FILM REVIEW: Jason Bourne

I was a little late familiarising myself with the Bourne films, and despite the fourth instalment having passed me by to date, like many of you, having finally seen the original trilogy, the prospect of a further fifth chapter with the franchise’s original star, Matt Damon, on board, was something to get excited about.

The series of films that came out of nowhere and gave the Bond legacy a good kick up the rear end, is back.
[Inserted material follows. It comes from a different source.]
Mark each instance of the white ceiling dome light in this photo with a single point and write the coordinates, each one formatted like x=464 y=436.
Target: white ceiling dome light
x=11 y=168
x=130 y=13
But does it deliver?

Against the odds, I have to say – I wasn’t at all disappointed.

Why ‘against the odds’ you cry?

My heart so often sinks when a film company releases a sequel, in this case to a whole series of films that have all delivered superbly thus far at a higher certification, yet suddenly deems it necessary to lower a film’s rating, and in turn our expectations, by adopting the all encompassing, bums-on-seats death knell that is 12A; so often the tell-tale sign of a film company’s big sell-out in their panic to recoup a hefty initial outlay.

Thankfully, Jason Bourne is directed in a manner that’s sympathetic to the core attributes that made its predecessors such a hit. Its a film whose only real concession to the lowered rating is to restrain itself from the overly-gratuitous, and to any scenes of over-the-top, in-your-face violence. The grit, realism (to a point) and suspense remains and is layered on thick and fast.

As ever, Bourne is up against it. This time he’s targeted by the CIA for both his part in past misdemeanours (when at the behest of the CIA), and through his new association with Nicky Parsons (Julia Stiles), a computer hacker who, acting on behalf of a whistle-blower, seeks to expose truths about -amongst others – the highly sensitive CIA operation, Treadstone. Consequently the pair find themselves on the run, pursued by an assortment of CIA goons and assets – with one particularly determined assassin, played by Vincent Cassell – hell bent on bumping them off, lest the truth should come out.

Needless to say, Bourne isn’t coming quietly.

As the  chase intensifies, stark truths about Bourne’s past and the death of his father come to light, galvanising his resolve to see justice done.

It’s all high-octane fun with some genuinely riveting chase and fight sequences, well choreographed and impressively executed.

This, together with a good cast – Tommy Lee Jones is CIA Director Robert Dewey and Alicia Vikander plays Heather Lee – and the creation of a convincing, over-riding sense of suspense that director Paul Greengrass does well to sustain throughout, makes Jason Bourne a surprisingly decent effort.

Don’t get me wrong, there’s nothing particularly new here, and certainly no re-writing of the genre or benchmark-setting for the future, but much as with the Bond franchise, that’s not necessarily important.

If you’re a fan of mainstream quality, gritty espionage thrillers, this should hit the mark.